Il m’est reproché, en fin, d’avoir supporté le passage par le Liberia, contrairement à la politique nationale. Lorsque cette politique nationale n’a pu apporter le résultat souhaité pendant 52 ans, il est temps d’essayer autre chose. C’est ce que nous avons fait. Ceci a été présenté en conseil et débattu. Il a été établi que la nouvelle approche permettrait enfin de réaliser nos objectifs nationaux. J’ai été chargé en tant que ministre d’expliquer la nouvelle stratégie, ce que je fis fièrement. Durant les débats en conseil, lorsque les arguments techniques l’ont emporté, un ministre nous a dit que Sékou Touré n’a jamais consenti au passage libérien. Nous avons alors produit l’accord que Sékou Touré avait fini par signer avec le Liberia, consentant au passage libérien. J’assimile la défense aveugle d’une politique nationale qui a systématiquement échoué pendant 50 ans à la fierté du coq qui chante fièrement tous les matins en battant des ailes, sans réaliser qu’il a les pieds dans ses propres excréments.
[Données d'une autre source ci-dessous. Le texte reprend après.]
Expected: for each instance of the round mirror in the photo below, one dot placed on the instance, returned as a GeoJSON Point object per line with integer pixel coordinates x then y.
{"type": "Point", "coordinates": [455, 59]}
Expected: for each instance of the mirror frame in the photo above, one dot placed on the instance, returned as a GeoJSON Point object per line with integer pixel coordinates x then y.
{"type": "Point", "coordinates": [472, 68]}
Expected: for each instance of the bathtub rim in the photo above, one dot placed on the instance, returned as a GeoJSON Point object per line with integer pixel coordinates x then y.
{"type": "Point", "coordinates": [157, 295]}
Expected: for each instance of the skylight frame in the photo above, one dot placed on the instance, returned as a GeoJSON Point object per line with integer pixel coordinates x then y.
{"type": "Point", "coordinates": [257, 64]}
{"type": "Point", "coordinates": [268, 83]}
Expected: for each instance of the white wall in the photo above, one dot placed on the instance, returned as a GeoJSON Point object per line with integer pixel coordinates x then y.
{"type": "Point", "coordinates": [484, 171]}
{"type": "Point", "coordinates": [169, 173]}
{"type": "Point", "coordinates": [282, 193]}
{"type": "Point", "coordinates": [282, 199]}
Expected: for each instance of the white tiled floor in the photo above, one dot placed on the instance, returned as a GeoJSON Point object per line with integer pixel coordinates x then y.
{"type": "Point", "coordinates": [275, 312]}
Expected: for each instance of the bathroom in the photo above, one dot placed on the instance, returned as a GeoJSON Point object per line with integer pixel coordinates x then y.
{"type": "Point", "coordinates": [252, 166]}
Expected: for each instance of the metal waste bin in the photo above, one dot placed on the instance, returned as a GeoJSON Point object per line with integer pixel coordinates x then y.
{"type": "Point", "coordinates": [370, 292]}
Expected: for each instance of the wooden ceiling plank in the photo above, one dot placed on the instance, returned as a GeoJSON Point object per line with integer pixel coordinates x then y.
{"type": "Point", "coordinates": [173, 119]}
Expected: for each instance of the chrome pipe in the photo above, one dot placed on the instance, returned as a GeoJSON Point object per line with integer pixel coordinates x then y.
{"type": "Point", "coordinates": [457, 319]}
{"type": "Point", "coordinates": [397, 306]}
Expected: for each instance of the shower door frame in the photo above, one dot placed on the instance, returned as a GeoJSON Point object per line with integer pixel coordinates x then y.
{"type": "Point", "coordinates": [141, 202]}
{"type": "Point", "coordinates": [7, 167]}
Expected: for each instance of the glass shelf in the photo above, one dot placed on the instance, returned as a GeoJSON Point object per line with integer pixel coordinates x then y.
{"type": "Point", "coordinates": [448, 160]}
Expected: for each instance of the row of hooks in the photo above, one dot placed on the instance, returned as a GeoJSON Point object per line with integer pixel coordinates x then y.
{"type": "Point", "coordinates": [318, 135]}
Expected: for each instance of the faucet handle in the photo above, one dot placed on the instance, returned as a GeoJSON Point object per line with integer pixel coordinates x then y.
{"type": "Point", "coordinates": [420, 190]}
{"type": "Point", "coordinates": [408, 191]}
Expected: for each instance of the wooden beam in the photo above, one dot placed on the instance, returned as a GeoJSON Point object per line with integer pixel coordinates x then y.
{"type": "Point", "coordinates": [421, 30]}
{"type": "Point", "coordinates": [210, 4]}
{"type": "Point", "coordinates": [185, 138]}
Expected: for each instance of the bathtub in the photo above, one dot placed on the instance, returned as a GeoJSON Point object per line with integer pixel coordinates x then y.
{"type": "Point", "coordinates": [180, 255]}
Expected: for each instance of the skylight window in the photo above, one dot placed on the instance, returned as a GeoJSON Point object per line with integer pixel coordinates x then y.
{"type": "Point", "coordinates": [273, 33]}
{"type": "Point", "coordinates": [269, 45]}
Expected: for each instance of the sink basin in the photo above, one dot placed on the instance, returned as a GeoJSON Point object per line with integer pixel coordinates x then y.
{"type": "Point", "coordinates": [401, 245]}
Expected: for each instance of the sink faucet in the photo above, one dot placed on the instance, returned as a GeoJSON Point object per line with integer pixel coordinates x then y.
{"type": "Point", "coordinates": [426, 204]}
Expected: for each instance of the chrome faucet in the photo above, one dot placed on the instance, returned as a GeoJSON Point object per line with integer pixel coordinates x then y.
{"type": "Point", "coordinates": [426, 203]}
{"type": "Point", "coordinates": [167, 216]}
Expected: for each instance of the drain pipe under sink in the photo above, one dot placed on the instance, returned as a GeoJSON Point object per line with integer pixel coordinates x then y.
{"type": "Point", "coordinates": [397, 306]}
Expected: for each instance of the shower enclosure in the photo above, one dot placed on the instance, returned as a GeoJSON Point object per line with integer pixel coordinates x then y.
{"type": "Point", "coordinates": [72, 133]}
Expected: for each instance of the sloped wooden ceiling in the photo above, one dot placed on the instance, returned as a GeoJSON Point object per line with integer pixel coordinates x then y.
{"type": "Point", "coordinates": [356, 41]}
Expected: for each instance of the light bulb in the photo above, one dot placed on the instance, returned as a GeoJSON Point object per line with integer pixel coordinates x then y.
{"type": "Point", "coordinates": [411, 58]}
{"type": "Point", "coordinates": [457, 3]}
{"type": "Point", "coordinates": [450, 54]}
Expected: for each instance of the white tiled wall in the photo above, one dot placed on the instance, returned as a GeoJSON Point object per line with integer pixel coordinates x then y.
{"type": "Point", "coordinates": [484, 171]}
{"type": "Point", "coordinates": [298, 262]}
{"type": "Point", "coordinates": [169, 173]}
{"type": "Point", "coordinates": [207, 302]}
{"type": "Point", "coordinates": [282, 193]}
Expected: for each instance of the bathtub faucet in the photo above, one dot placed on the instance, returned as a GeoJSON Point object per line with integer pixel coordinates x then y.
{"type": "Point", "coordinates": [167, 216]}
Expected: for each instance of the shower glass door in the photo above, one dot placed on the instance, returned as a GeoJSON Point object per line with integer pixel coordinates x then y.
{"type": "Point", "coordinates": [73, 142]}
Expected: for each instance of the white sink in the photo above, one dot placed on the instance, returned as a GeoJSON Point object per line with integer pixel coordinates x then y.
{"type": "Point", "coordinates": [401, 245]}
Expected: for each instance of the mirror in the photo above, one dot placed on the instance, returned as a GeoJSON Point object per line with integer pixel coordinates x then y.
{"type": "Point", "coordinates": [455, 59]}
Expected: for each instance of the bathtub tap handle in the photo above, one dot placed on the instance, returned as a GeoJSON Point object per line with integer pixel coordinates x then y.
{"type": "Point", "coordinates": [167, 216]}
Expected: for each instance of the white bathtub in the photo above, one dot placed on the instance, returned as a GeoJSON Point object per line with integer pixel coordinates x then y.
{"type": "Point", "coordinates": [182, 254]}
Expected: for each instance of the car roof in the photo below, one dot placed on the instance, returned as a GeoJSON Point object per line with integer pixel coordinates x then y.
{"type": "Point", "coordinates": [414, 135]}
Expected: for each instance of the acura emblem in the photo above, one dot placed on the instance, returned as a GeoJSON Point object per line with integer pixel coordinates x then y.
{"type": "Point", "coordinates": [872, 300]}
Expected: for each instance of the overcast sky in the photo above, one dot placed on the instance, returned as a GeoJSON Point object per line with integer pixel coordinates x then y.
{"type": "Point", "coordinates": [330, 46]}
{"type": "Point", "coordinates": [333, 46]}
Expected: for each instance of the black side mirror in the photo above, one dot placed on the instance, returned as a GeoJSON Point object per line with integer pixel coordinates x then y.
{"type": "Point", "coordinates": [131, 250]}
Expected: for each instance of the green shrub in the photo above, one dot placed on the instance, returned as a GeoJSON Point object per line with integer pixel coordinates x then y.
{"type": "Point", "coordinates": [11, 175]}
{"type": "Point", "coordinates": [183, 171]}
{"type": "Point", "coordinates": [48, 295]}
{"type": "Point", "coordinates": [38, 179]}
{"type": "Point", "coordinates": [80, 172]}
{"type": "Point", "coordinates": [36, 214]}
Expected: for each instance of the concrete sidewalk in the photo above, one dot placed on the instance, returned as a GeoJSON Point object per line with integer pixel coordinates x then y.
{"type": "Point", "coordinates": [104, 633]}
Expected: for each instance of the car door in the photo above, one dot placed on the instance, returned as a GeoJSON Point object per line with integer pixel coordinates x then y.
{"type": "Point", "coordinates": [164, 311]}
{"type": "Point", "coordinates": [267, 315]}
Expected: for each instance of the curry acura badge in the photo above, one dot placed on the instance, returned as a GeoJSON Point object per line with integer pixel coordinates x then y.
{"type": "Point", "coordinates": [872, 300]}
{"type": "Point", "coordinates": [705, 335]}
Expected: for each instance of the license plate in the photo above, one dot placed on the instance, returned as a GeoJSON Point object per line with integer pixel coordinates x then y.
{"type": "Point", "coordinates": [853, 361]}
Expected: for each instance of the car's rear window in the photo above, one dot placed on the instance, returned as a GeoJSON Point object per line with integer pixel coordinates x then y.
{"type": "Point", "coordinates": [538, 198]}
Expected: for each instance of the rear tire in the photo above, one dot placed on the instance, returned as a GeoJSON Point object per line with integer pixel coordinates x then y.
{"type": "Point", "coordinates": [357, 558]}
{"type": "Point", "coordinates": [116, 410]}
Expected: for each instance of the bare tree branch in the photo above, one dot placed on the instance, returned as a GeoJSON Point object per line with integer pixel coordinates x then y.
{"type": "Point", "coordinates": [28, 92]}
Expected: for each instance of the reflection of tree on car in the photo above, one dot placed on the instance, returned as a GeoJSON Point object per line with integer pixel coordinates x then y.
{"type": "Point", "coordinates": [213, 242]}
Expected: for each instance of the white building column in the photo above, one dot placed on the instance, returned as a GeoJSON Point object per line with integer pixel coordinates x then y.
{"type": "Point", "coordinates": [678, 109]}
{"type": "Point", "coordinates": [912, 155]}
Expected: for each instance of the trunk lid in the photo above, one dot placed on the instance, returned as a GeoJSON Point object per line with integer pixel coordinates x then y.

Je précise enfin que le passage libérien n’a pas été octroyé à BSGR gratuitement ou arbitrairement. Il a d’abord été proposé à BHP, puis à Rio Tinto. Ce n est que lorsque les discussions avec ces 2 sociétés ont échoué que BSGR a été approchée. BSGR ayant offert la réhabilitation du chemin de fer Conakry-Kankan- Kerouane en échange, le passage leur a été donné en exclusivité pour une période de 3 ans.
J’apprends aujourd’hui que Sekoutoureya va jusqu’à envoyer des articles de presse pré-rédigés à des sites internet qui leur sont proches, dans lesquels ils essayent de créer un lien entre cette affaire et ma personne.
Comme je l’ai dit auparavant, je suis prêt à engager un débat avec n’importe qui à Sekoutoureya sur la politique minière, la compétence, l’éthique et la bonne gouvernance. Qu’ils le fassent ouvertement et arrêtent de se cacher lâchement derrière des prête-noms.